OKINAWA, Japan, May 8, 2024 – Ever catch yourself muttering under your breath when tackling a tough problem? It turns out that internal monologue isn’t just a human quirk—it could be a key to unlocking more sophisticated artificial intelligence. Researchers have discovered that AI systems perform significantly better when “trained” to engage in a form of inner speech alongside utilizing short-term memory.
AI’s New Superpower: The Benefits of ‘Self-Talk’
Table of Contents
This study reveals that how an AI interacts with itself during training is just as important as its underlying structure.
- AI systems benefit from a process mirroring human ‘inner speech.’
- Combining internal dialogue with working memory boosts performance.
- This approach allows AI to generalize learning to new situations.
- Researchers are exploring real-world applications for this technology.
The findings, published in Neural Computation, suggest that learning isn’t solely about the architecture of an AI system, but also about how it interacts with itself during the learning process. As Dr. Jeffrey Queißer, Staff Scientist in the Cognitive Neurorobotics Research Unit at the Okinawa Institute of Science and Technology (OIST), explains, “This study highlights the importance of self-interactions in how we learn. By structuring training data in a way that teaches our system to talk to itself, we show that learning is shaped not only by the architecture of our AI systems, but by the interaction dynamics embedded within our training procedures.”

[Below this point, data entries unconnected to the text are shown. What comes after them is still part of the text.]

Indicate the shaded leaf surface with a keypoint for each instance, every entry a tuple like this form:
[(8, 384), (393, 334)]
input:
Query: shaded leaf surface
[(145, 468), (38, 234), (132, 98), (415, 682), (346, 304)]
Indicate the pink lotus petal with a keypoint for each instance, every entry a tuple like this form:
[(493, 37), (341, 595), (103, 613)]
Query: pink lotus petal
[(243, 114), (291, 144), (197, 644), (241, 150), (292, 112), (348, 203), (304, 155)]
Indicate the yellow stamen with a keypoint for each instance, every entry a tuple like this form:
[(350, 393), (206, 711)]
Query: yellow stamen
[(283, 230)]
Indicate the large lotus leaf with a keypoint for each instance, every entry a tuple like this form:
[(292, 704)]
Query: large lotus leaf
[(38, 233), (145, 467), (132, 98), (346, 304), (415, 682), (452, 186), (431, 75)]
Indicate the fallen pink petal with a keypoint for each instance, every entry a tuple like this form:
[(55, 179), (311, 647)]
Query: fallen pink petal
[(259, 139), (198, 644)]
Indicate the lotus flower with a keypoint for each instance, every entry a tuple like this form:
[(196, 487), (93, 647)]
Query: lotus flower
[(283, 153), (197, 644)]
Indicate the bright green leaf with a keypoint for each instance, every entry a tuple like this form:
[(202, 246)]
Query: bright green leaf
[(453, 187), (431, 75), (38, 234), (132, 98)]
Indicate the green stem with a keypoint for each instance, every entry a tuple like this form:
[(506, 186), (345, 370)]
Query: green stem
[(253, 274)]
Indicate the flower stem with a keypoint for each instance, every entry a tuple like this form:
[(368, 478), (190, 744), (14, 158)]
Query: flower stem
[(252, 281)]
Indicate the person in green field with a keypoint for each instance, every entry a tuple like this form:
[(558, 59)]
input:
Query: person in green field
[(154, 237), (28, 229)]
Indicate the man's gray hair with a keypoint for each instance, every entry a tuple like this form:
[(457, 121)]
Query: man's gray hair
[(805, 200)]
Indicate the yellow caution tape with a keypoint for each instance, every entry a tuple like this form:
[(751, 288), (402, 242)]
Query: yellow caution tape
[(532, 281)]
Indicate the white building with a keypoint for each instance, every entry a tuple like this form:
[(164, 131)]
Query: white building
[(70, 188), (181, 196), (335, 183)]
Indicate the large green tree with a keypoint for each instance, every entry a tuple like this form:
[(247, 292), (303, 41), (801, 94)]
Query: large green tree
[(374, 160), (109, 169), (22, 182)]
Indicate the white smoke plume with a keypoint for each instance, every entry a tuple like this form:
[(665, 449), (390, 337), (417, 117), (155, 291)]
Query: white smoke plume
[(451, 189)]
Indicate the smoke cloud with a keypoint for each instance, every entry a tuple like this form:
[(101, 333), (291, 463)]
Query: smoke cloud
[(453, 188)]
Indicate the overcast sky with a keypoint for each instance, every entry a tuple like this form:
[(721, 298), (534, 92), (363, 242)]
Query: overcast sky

How Does ‘Self-Talk’ Improve AI?
To test this concept, the research team combined self-directed internal speech—described as quiet “mumbling”—with a specialized working memory system. This allowed their AI models to learn more efficiently, adapt to unfamiliar situations, and handle multiple tasks simultaneously. The results demonstrated clear improvements in flexibility and overall performance compared to systems relying on memory alone.
The Quest for Generalizable AI
A core objective of this work is content agnostic information processing—the ability of AI to apply learned skills beyond the specific scenarios encountered during training, using general rules rather than rote memorization. “Rapid task switching and solving unfamiliar problems is something we humans do easily every day. But for AI, it’s much more challenging,” says Dr. Queißer. “That’s why we take an interdisciplinary approach, blending developmental neuroscience and psychology with machine learning and robotics amongst other fields, to find new ways to think about learning and inform the future of AI.”
Why Working Memory is Crucial
The researchers initially focused on memory design in AI models, specifically examining working memory and its role in generalization. Working memory is the short-term ability to hold and manipulate information—whether it’s following instructions or performing mental calculations. By testing tasks of varying difficulty, the team compared different memory structures.
They found that models with multiple working memory slots—temporary containers for information—performed better on complex problems, such as reversing sequences or recreating patterns. These tasks require holding and manipulating several pieces of information in the correct order. Adding targets that encouraged the system to “talk to itself” a specific number of times further improved performance, particularly during multitasking and multi-step tasks.
“Our combined system is particularly exciting because it can work with sparse data instead of the extensive data sets usually required to train such models for generalization. It provides a complementary, lightweight alternative,” Dr. Queißer says.
From the Lab to the Real World
The researchers are now planning to move beyond controlled laboratory tests and explore more realistic conditions. “In the real world, we’re making decisions and solving problems in complex, noisy, dynamic environments. To better mirror human developmental learning, we need to account for these external factors,” explains Dr. Queißer.
This work supports the team’s broader goal of understanding how human learning functions at a neural level. “By exploring phenomena like inner speech, and understanding the mechanisms of such processes, we gain fundamental new insights into human biology and behavior,” Dr. Queißer concludes. “We can also apply this knowledge, for example in developing household or agricultural robots which can function in our complex, dynamic worlds.”